Sillages Critiques (Jul 2016)
“There she was, looking at me with those eyes of her”: l’animal mis en regard dans le théâtre d’Edward Albee
Abstract
In the plays of Edward Albee, the animal – or as Jacques Derrida would say, the animot – can only be approached indirectly: in The Zoo Story, Jerry is haunted by the glaring eyes of a dog and a whiff of bestiality pervades the stage of The Goat. In their monologues, male characters keep reenacting their visual encounters with animals. Yet, although theater is etymologically bound up with the act of seeing, the audience hardly ever sets eye on non-human species. This paper seeks to investigate this paradoxical dramatization through speech of animals lurking offstage.

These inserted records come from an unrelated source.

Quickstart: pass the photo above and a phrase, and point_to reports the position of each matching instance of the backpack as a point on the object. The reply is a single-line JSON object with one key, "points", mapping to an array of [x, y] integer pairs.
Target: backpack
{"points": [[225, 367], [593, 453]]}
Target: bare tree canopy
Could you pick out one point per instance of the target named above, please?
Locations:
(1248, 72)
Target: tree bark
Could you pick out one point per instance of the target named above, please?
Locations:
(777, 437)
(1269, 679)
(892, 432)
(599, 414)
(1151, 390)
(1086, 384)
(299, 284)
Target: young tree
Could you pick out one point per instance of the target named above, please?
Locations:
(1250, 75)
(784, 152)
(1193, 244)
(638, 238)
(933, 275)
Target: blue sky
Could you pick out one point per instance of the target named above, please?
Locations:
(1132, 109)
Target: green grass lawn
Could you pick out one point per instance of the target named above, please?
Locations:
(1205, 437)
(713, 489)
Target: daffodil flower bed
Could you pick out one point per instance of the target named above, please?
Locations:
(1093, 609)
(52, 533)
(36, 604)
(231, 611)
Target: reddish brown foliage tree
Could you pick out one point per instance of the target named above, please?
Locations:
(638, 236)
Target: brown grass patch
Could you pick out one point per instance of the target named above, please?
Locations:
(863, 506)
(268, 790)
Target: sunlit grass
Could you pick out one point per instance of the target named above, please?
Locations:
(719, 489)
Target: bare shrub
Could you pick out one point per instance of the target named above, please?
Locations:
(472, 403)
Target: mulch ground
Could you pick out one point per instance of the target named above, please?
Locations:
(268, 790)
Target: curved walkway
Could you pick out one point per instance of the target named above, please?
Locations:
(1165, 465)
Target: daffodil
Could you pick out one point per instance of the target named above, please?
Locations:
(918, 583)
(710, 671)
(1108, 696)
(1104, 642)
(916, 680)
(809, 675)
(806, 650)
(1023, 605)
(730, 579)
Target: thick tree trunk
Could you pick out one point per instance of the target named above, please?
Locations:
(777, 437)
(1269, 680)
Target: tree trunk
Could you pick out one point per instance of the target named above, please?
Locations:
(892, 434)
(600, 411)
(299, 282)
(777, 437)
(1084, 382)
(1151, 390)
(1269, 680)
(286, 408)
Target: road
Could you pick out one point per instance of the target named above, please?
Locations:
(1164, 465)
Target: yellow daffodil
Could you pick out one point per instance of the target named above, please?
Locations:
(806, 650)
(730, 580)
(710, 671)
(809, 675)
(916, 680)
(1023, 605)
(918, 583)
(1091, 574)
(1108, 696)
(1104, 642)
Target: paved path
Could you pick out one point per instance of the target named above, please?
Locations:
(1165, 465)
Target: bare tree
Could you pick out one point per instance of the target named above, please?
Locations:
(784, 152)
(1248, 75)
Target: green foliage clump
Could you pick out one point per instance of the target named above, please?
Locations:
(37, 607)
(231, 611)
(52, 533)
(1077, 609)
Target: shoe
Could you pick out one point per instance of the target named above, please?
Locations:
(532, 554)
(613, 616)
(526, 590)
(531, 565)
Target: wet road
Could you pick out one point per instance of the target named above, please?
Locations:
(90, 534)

I will therefore question Emmanuel Lévinas’ claim that animals cannot partake in face to face encounters, dwelling on the ethical consequences of Derrida’s postulate that “The animal looks at us and we are naked before it”. In the plays under study, these encounters, be they confrontational or lustful, enable the male characters to assert their predatory masculinity by “catching sight” of these figures of the other. Indeed, as the often feminized beasts remain offstage, or are even sacrificed in a gruesome reenactment of the tragic goat song, the audience is led to question the boundaries between species, speeches, gender and genre.